For Microsoft, these deals are just as strategic. The company is positioning itself to become the top cloud infrastructure provider, and right now, its data-center investments are performing far better than its software bets. Copilot adoption remains uncertain, but the infrastructure behind it is turning into a profit engine. Microsoft is effectively betting that owning the rails will matter more than owning the apps — and so far, that looks like the right call.
The Public Winners
The real action in this market isn’t in the trillion-dollar names — it’s in the companies building the physical layer that makes AI possible.
Iris Energy ($IREN), Cipher Mining ($CIFR), and TeraWulf ($WULF) are leading that group. All three control large-scale renewable power assets in North America and are actively converting their mining infrastructure into AI-ready data centers. IREN’s capacity exceeds 800 MW, with over 23,000 NVIDIA GPUs already deployed; Cipher is securing new long-term hosting deals tied directly to AI clients; and TeraWulf’s 200-MW hosting agreement with FluidStackcould generate more than $3.5 billion in contracted revenue over the next decade. Together, they’re becoming the backbone suppliers for the next wave of hyperscale demand.

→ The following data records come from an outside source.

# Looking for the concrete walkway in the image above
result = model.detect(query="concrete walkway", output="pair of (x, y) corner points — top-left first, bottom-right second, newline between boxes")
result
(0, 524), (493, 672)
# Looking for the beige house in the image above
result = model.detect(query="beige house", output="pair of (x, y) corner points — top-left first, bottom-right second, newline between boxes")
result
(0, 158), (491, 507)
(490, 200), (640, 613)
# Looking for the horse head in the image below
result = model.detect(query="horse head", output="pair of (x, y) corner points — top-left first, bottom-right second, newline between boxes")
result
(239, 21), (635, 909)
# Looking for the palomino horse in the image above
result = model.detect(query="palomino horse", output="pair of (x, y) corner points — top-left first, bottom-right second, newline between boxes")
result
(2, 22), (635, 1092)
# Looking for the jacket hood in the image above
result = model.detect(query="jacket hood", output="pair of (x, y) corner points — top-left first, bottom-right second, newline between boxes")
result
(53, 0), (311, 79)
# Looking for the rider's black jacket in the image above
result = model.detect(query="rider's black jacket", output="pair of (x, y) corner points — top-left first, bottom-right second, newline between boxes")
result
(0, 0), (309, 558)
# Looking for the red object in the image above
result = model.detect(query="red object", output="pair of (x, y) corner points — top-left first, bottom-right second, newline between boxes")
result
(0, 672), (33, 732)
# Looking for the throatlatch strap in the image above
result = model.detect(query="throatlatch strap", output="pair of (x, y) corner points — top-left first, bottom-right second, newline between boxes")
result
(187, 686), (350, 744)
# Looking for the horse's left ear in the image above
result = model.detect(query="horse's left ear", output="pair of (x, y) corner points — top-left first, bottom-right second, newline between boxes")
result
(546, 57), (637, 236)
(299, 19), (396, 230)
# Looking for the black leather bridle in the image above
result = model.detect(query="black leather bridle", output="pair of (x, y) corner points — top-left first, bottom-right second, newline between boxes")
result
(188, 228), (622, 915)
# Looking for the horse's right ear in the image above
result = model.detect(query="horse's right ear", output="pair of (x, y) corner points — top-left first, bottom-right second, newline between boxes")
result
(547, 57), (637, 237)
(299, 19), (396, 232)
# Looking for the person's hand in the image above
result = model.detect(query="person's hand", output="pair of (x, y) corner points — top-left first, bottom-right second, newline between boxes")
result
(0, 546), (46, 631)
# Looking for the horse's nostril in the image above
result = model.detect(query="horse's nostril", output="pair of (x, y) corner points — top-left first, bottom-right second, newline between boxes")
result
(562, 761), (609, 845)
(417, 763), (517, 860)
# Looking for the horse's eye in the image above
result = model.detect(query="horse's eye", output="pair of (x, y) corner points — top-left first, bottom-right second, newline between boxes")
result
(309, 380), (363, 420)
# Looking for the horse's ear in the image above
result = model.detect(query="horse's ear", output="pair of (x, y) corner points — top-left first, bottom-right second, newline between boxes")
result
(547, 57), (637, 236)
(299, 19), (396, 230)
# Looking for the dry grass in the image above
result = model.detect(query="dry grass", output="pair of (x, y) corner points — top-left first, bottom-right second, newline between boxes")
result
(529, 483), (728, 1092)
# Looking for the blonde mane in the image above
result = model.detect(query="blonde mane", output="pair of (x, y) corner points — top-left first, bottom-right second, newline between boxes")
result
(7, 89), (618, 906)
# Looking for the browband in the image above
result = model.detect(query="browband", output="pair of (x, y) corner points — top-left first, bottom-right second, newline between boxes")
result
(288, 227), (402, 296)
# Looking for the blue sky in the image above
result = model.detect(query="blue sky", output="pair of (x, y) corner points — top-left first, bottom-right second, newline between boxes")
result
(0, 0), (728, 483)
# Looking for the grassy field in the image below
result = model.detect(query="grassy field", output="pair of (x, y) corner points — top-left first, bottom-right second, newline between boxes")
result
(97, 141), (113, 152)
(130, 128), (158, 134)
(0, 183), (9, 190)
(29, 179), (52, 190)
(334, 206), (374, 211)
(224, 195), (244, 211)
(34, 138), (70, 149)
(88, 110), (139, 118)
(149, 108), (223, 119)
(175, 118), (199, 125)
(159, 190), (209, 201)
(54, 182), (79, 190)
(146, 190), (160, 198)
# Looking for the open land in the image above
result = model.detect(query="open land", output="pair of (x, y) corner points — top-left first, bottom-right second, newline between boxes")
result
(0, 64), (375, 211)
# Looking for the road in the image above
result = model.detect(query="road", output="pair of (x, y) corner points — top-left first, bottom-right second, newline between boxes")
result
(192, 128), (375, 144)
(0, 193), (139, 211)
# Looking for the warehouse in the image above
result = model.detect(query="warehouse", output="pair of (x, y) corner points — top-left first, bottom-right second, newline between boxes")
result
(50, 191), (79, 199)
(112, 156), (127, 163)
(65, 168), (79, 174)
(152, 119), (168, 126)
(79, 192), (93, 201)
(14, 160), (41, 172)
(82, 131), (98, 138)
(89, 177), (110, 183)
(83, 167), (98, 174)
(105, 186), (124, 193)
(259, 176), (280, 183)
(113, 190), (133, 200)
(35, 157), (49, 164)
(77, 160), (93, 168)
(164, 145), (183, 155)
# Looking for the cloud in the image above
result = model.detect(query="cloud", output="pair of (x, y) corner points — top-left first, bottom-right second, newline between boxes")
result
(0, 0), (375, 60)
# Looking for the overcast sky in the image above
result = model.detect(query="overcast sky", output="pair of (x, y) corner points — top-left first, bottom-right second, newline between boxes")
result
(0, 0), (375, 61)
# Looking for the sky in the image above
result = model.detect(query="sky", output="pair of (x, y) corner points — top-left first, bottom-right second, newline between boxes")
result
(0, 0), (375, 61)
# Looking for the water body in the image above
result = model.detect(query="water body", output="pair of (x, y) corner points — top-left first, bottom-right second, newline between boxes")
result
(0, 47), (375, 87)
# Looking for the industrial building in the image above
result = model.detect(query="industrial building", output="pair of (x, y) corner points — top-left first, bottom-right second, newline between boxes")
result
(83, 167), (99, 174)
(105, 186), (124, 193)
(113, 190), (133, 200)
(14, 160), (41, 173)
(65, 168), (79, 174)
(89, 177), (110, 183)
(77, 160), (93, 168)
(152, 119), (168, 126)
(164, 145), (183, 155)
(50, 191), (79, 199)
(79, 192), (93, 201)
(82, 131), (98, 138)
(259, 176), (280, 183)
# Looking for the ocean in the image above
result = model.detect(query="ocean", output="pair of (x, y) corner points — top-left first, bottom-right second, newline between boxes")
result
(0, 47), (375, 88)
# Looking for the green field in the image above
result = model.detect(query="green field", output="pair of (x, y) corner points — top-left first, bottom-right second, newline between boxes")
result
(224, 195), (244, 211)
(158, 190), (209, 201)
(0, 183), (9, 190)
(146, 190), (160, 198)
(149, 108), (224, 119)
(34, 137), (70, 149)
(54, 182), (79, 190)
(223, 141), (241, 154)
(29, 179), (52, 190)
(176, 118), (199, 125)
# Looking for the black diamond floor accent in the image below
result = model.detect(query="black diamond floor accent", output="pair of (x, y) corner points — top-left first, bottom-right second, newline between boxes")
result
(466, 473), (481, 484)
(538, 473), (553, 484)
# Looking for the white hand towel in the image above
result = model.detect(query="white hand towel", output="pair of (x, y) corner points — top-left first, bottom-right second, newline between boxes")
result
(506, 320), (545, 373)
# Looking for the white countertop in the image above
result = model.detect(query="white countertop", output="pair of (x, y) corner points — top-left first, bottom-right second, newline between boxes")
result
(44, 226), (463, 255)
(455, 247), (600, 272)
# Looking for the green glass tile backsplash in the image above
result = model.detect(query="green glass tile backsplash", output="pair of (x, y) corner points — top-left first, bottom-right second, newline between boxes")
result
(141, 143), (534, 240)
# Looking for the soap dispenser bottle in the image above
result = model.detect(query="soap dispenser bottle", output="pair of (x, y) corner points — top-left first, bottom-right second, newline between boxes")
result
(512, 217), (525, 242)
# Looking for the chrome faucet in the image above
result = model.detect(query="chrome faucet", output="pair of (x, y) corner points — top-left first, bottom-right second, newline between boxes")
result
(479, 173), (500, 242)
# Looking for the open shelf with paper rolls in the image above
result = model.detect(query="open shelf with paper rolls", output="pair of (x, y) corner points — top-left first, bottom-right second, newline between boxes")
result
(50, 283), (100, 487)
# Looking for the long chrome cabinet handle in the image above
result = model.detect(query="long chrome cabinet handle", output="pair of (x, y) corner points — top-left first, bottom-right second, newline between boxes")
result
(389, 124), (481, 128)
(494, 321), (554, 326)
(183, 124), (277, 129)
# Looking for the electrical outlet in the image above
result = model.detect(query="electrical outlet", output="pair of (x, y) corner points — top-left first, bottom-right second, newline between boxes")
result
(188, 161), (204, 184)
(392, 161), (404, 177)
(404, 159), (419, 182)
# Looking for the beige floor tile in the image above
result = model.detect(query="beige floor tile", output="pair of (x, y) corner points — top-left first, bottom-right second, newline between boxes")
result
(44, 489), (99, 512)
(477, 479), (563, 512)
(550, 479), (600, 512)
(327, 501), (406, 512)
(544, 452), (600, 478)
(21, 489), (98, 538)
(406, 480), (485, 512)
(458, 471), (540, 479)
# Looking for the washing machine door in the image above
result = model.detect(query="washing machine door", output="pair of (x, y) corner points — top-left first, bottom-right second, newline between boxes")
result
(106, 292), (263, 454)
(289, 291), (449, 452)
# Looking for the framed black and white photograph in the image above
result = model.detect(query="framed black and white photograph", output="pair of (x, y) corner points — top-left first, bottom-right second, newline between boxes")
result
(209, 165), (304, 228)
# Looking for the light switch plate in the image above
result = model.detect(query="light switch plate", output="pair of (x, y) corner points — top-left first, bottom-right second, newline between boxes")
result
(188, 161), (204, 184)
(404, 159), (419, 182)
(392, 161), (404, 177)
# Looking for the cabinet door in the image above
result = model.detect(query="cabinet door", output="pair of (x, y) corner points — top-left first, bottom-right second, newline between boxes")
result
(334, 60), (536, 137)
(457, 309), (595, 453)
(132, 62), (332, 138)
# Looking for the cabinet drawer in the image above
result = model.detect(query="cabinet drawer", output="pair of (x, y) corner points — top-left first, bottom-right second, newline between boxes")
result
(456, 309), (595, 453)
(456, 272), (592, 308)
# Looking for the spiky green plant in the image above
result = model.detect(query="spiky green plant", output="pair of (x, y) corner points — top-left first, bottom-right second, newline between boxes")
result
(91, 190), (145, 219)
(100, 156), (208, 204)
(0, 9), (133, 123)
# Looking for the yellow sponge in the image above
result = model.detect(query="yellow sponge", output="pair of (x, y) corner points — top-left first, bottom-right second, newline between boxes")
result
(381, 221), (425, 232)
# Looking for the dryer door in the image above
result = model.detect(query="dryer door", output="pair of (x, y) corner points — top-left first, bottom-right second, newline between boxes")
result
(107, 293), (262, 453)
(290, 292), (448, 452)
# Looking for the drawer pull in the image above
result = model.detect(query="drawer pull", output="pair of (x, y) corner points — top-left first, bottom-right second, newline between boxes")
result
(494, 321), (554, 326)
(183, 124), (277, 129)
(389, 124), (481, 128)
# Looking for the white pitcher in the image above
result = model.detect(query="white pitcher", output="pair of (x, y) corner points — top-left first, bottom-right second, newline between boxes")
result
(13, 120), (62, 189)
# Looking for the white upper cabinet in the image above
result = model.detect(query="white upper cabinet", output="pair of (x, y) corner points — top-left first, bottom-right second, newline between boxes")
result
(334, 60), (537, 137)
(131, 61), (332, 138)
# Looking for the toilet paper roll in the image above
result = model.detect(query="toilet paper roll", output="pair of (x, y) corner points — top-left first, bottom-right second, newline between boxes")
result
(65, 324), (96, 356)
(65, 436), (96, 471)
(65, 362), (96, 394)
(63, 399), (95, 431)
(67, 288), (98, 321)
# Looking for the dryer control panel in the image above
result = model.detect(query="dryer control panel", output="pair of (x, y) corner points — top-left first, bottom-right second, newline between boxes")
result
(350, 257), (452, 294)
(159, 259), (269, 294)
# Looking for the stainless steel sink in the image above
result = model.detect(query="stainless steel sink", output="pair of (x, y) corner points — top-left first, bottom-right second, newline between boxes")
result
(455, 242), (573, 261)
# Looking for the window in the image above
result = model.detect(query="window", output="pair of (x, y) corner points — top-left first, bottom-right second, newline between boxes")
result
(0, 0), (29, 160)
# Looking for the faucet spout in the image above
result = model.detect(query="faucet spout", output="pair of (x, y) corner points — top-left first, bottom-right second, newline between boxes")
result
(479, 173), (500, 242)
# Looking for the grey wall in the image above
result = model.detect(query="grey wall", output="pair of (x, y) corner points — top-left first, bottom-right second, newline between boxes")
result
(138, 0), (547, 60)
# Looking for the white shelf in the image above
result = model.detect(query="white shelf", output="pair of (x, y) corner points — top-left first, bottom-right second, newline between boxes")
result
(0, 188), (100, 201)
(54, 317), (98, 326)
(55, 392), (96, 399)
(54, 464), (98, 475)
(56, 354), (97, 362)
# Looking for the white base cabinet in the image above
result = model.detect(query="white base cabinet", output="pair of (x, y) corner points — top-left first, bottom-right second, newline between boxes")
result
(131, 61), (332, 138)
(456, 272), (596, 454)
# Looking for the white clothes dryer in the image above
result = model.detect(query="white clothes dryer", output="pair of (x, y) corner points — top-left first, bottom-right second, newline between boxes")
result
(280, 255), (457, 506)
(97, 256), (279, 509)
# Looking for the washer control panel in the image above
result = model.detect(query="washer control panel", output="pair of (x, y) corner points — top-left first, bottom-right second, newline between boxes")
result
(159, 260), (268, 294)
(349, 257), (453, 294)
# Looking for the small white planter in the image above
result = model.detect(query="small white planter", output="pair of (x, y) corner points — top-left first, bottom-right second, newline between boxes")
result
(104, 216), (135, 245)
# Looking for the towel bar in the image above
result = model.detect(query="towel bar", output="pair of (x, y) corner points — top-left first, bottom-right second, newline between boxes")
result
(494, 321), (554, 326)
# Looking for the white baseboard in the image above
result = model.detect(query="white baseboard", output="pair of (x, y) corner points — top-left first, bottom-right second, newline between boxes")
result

Bitfarms ($BITF) sits just behind them. With roughly 300 MW of existing power and a recent $240 M credit facility from Macquarie, it’s starting the same transition from mining to compute hosting. The stock doubled after the news but remains far below the valuation multiples of IREN or CIFR — which leaves plenty of room if the AI pivot continues.
Galaxy Digital ($GLXY.TO) and Soluna Holdings ($SLNH) are the next layer in the chain. Galaxy is diversifying its data-center footprint, using liquidity from its trading and asset-management arms to build high-density compute sites. Soluna, meanwhile, is developing wind-powered campuses in Texas and the Midwest — small in scale but positioned for potential takeovers once power availability becomes the main bottleneck.
At the top of the pyramid are NVIDIA ($NVDA), Microsoft ($MSFT), and BlackRock ($BLK) — the financial and technological architects of this cycle. Their capital is what fuels the entire build-out, but the real upside sits with the companies turning that money into megawatts and capacity. The market is finally rewarding ownership of energy and infrastructure over narratives and software.